The nonvolunteers have an even worse time. The ones we see are the graduate students in fields such as nursing or environmental sanitation who are required to take one or two statistics courses for their masters or doctoral degrees. When we teach them, we do what we can to minimize their frustration with the material. Some of them seem to learn the formulas fairly easily, but few of them can get a good handle on the concepts. A good number of those students spend an inordinate amount of time on the course, neglecting their other courses, to pass statistics and get beyond the hurdle. Several students try hard to find a statistics course taught by an easy grader. They dread the statistics requirement.

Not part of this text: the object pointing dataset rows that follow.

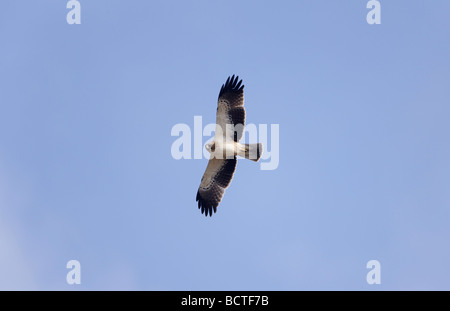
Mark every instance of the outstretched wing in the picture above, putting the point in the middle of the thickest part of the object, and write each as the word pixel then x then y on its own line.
pixel 230 109
pixel 215 180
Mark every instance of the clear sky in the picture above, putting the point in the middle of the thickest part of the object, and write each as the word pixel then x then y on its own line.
pixel 86 171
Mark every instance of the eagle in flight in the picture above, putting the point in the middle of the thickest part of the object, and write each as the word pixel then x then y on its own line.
pixel 225 146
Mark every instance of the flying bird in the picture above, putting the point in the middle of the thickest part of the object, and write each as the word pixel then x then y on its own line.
pixel 225 146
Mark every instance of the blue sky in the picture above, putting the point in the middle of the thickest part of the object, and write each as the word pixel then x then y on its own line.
pixel 86 171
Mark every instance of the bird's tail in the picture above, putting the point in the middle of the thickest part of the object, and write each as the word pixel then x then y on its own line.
pixel 252 151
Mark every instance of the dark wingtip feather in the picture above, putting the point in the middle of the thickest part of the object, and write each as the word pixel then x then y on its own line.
pixel 206 207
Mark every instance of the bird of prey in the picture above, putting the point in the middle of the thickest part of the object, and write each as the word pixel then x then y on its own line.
pixel 225 146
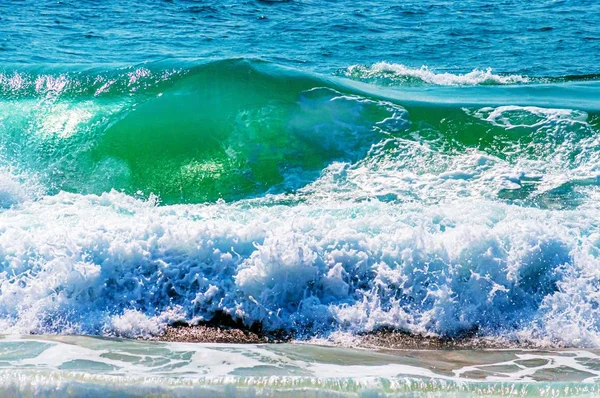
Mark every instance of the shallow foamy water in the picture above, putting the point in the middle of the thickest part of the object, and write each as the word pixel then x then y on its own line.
pixel 59 365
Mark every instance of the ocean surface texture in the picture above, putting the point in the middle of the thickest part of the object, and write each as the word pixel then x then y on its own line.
pixel 319 168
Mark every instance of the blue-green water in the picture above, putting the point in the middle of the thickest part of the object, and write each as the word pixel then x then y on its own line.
pixel 321 169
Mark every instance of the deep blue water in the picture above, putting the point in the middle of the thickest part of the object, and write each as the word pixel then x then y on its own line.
pixel 542 38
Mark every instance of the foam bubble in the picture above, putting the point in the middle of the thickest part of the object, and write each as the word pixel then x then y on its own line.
pixel 398 73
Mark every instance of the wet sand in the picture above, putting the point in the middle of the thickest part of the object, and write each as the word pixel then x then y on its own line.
pixel 382 339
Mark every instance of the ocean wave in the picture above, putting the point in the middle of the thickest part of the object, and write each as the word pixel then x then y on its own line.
pixel 401 74
pixel 78 264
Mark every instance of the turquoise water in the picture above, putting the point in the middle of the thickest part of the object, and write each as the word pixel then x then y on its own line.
pixel 314 168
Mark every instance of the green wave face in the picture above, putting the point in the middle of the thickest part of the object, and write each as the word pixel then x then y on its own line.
pixel 239 129
pixel 223 130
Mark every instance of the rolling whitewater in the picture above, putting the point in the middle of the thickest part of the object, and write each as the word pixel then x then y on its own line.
pixel 428 170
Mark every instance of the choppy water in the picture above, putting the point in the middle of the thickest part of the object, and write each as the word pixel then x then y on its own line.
pixel 312 167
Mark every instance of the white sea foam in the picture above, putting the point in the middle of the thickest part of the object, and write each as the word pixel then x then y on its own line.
pixel 113 264
pixel 401 73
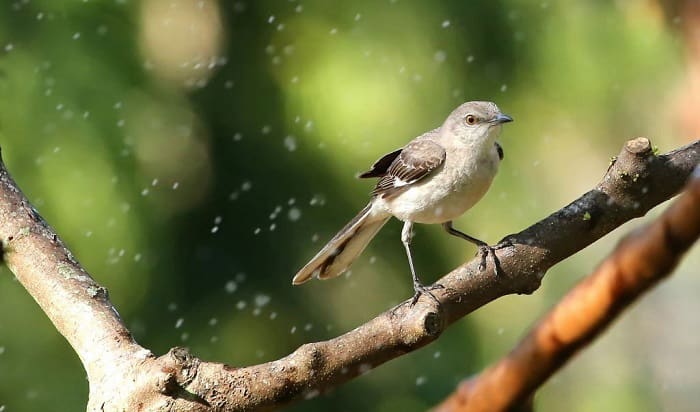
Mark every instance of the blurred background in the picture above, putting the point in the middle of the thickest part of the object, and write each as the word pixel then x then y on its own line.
pixel 195 153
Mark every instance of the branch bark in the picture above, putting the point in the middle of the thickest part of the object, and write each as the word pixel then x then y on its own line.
pixel 639 262
pixel 125 376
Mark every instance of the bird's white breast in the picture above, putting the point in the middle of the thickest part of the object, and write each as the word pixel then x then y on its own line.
pixel 450 190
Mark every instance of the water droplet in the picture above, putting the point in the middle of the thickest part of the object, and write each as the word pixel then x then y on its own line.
pixel 261 300
pixel 290 142
pixel 440 56
pixel 230 286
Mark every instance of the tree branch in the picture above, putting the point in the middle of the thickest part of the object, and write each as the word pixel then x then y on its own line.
pixel 125 376
pixel 639 262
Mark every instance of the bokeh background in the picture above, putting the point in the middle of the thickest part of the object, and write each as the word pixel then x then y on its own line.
pixel 195 153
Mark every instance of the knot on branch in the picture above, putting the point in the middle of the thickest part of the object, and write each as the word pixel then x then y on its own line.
pixel 629 176
pixel 180 368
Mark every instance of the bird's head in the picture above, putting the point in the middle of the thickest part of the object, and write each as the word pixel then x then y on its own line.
pixel 474 122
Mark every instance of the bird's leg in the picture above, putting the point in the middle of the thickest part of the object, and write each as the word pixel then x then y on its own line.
pixel 484 248
pixel 418 287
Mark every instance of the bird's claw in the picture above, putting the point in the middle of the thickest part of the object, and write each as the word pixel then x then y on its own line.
pixel 485 250
pixel 422 289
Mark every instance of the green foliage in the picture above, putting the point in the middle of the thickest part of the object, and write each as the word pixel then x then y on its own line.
pixel 193 192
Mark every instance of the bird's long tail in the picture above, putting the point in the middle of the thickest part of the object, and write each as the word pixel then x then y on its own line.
pixel 337 256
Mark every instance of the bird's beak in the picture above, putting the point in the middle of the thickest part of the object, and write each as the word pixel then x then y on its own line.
pixel 501 118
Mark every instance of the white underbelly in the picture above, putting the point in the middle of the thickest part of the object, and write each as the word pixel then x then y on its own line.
pixel 442 197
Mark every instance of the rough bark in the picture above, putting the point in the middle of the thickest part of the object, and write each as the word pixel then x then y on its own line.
pixel 640 261
pixel 125 376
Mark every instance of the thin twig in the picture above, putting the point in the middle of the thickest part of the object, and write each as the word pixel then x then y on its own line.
pixel 125 376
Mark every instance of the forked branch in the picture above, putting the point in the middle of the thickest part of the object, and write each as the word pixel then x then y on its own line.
pixel 639 262
pixel 125 376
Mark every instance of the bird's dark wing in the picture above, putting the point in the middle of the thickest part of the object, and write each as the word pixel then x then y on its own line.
pixel 381 166
pixel 415 161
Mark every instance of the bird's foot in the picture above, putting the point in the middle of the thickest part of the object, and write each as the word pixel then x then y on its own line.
pixel 485 250
pixel 425 290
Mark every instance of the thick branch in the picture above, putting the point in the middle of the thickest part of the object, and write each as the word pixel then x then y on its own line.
pixel 124 376
pixel 638 263
pixel 636 181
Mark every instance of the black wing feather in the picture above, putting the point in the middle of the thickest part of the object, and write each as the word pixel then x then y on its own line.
pixel 413 163
pixel 381 166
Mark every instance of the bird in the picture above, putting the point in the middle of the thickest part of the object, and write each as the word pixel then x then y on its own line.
pixel 433 179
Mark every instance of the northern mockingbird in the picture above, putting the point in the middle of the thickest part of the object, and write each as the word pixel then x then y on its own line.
pixel 433 179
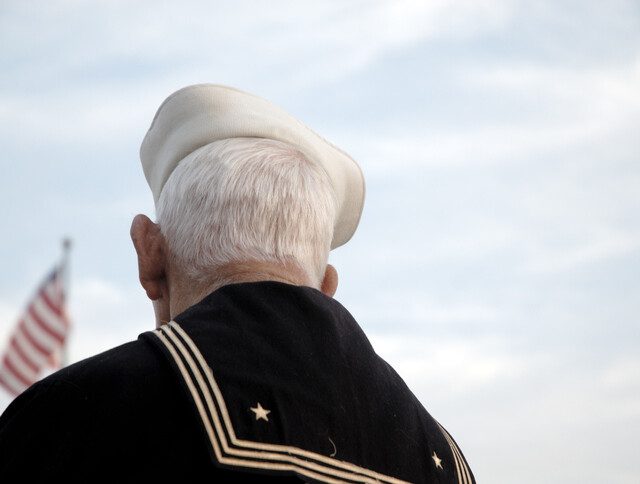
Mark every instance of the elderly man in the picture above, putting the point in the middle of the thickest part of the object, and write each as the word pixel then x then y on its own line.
pixel 254 372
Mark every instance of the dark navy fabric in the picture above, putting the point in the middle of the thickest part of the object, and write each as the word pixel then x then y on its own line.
pixel 127 415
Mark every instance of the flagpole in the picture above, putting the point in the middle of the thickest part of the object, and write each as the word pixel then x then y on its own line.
pixel 64 269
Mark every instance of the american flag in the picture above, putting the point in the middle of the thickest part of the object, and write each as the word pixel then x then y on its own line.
pixel 39 337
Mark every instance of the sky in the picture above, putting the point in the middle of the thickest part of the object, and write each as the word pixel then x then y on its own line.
pixel 497 263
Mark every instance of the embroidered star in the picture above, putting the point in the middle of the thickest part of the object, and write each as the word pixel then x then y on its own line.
pixel 261 413
pixel 437 460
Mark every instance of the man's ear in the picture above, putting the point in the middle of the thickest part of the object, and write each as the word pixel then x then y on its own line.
pixel 330 281
pixel 150 247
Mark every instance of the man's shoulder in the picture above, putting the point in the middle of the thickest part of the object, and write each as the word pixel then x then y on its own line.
pixel 98 379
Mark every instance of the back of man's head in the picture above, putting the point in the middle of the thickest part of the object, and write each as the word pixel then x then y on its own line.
pixel 247 199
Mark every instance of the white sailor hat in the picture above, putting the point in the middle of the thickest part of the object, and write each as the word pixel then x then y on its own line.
pixel 198 115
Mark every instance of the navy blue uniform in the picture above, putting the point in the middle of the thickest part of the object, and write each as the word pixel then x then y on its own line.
pixel 258 382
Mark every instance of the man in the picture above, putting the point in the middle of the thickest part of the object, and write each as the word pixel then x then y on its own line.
pixel 254 373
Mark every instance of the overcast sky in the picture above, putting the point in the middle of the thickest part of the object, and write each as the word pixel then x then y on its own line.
pixel 497 263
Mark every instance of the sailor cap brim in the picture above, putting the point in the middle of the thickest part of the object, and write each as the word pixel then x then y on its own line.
pixel 198 115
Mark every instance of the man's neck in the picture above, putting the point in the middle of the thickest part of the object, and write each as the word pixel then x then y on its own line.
pixel 185 293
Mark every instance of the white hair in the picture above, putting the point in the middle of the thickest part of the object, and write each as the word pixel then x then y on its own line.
pixel 248 199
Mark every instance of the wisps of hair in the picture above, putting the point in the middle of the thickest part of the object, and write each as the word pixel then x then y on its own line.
pixel 247 199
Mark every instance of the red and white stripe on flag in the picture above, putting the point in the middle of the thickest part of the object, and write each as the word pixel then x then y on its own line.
pixel 39 337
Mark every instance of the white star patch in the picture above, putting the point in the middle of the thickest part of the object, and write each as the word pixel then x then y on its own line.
pixel 261 413
pixel 437 460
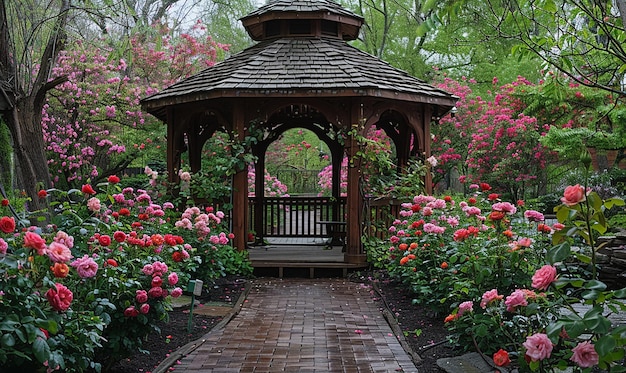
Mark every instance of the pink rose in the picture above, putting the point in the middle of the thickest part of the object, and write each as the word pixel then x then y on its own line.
pixel 34 241
pixel 3 246
pixel 131 312
pixel 155 292
pixel 172 279
pixel 60 297
pixel 573 194
pixel 538 347
pixel 58 253
pixel 177 292
pixel 585 355
pixel 156 281
pixel 144 308
pixel 86 267
pixel 141 296
pixel 544 277
pixel 490 296
pixel 465 307
pixel 517 298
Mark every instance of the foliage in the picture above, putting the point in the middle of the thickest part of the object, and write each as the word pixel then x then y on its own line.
pixel 93 124
pixel 446 250
pixel 546 317
pixel 474 139
pixel 115 257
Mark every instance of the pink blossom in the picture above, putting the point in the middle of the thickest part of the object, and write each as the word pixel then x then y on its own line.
pixel 86 267
pixel 467 306
pixel 64 238
pixel 585 355
pixel 144 308
pixel 543 277
pixel 141 296
pixel 505 207
pixel 34 241
pixel 172 279
pixel 3 246
pixel 489 296
pixel 58 252
pixel 517 298
pixel 533 215
pixel 538 347
pixel 148 269
pixel 155 292
pixel 93 204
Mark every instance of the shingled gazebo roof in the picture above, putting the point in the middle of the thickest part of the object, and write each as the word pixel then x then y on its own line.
pixel 299 67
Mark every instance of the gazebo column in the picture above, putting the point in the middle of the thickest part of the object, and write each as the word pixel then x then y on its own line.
pixel 259 194
pixel 354 251
pixel 426 119
pixel 240 187
pixel 195 149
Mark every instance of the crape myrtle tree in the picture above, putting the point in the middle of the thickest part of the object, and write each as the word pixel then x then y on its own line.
pixel 93 123
pixel 33 33
pixel 490 140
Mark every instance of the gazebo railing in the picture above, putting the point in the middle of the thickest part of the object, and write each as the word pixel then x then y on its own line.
pixel 297 216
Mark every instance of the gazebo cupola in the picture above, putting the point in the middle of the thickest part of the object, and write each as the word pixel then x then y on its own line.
pixel 282 19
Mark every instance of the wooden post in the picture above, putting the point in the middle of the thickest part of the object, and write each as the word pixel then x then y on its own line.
pixel 354 248
pixel 240 186
pixel 426 119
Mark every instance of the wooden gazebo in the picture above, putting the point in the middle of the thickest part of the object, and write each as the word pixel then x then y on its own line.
pixel 301 74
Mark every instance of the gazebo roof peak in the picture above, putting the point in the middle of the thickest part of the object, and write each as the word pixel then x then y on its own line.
pixel 293 18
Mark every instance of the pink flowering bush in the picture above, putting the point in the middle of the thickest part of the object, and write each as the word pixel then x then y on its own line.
pixel 562 319
pixel 84 291
pixel 447 249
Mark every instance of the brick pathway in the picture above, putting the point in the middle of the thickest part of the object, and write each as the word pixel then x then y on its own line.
pixel 302 325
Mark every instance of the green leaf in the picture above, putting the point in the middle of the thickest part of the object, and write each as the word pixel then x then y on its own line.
pixel 621 293
pixel 558 253
pixel 595 285
pixel 574 329
pixel 605 345
pixel 41 350
pixel 7 340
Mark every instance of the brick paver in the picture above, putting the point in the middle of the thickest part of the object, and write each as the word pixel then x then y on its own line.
pixel 303 325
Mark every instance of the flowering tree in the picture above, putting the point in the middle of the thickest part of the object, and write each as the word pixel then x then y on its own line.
pixel 492 141
pixel 93 124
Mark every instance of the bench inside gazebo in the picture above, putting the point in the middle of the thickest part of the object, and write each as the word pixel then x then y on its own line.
pixel 302 73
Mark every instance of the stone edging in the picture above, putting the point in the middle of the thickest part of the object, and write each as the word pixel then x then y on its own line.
pixel 185 350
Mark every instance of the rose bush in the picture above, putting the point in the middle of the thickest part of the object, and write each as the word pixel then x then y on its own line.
pixel 83 292
pixel 448 250
pixel 565 325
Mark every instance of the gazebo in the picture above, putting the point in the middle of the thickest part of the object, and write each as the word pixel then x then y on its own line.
pixel 302 73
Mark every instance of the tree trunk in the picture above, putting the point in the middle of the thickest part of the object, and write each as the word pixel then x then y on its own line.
pixel 22 114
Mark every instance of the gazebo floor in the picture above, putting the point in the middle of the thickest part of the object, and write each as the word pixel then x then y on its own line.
pixel 300 253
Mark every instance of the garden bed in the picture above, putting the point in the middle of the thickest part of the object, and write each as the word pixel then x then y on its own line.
pixel 424 332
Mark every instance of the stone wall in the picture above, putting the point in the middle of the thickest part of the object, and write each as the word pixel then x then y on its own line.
pixel 611 259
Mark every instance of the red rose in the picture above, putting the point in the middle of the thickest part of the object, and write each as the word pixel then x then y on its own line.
pixel 7 224
pixel 177 256
pixel 573 195
pixel 104 240
pixel 119 236
pixel 501 358
pixel 88 189
pixel 60 297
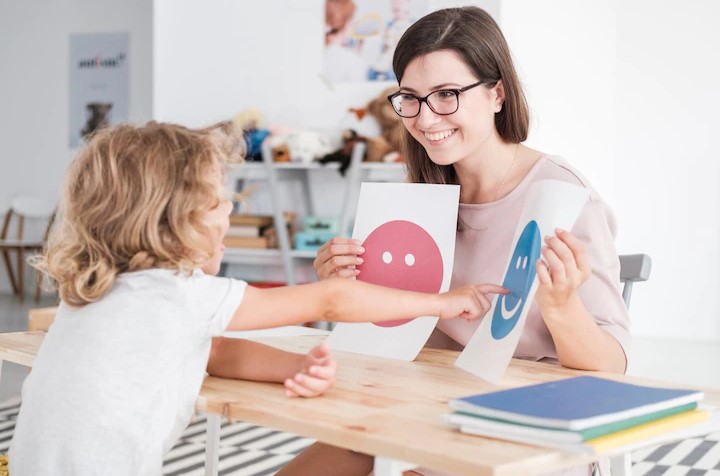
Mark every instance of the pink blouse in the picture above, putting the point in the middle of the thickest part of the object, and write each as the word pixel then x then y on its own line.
pixel 482 250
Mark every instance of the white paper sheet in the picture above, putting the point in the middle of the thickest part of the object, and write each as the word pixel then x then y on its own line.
pixel 550 204
pixel 408 232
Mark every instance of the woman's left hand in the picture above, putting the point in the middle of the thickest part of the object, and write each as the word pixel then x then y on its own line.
pixel 564 268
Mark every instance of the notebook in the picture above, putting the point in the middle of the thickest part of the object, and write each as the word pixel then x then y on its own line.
pixel 507 429
pixel 675 427
pixel 576 403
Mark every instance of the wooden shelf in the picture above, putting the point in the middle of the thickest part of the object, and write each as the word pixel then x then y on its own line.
pixel 274 172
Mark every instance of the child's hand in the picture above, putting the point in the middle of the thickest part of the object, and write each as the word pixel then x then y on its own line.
pixel 564 268
pixel 316 375
pixel 468 302
pixel 338 258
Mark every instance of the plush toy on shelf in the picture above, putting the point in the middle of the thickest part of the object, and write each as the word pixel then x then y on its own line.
pixel 344 154
pixel 387 147
pixel 249 121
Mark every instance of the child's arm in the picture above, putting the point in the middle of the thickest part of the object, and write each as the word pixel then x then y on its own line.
pixel 303 375
pixel 346 300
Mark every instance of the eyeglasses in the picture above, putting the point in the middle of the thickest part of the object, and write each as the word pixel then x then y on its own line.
pixel 442 102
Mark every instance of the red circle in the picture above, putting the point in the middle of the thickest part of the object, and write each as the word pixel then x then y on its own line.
pixel 401 254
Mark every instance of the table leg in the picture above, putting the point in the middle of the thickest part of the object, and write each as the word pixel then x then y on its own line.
pixel 621 465
pixel 212 444
pixel 390 467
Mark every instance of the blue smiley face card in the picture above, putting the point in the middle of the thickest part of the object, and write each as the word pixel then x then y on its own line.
pixel 549 204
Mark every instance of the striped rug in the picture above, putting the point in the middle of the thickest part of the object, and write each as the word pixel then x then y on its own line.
pixel 249 450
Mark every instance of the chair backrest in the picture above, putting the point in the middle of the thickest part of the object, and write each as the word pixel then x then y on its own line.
pixel 633 268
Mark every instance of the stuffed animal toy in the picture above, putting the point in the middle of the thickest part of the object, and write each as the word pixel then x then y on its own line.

REASONS FOR THE DIFFICULTY

There are two kinds of reasons for statistics being a difficult subject to learn: intellectual and emotional.

Intellectual Reasons

There are concepts in statistics that are difficult to understand. For one thing, although statistics is definitely not the same as mathematics, it uses mathematics. Anyone who has trouble with arithmetic and algebra has trouble with statistics, and there are lots of people with excellent communication skills (reading, writing, and speaking) who have trouble with arithmetic and algebra. The Graduate Record Exam, as well as other standard examinations such as the Scholastic Aptitude Test taken by high school students, has the separate categories of verbal and quantitative; they are different. To attain the master’s degree, knowledge of statistics requires a good knowledge of calculus and some facility with a topic called “matrices” or linear algebra. A doctoral degree requires, in addition to the knowledge of statistics, advanced calculus and something called “measure theory” as a basis for understanding probability. In other words, getting deeply into statistical theory requires the knowledge of mathematics that is attained by very few people. The mathematics of advanced statistics is approximately the level of the mathematics of theoretical physics.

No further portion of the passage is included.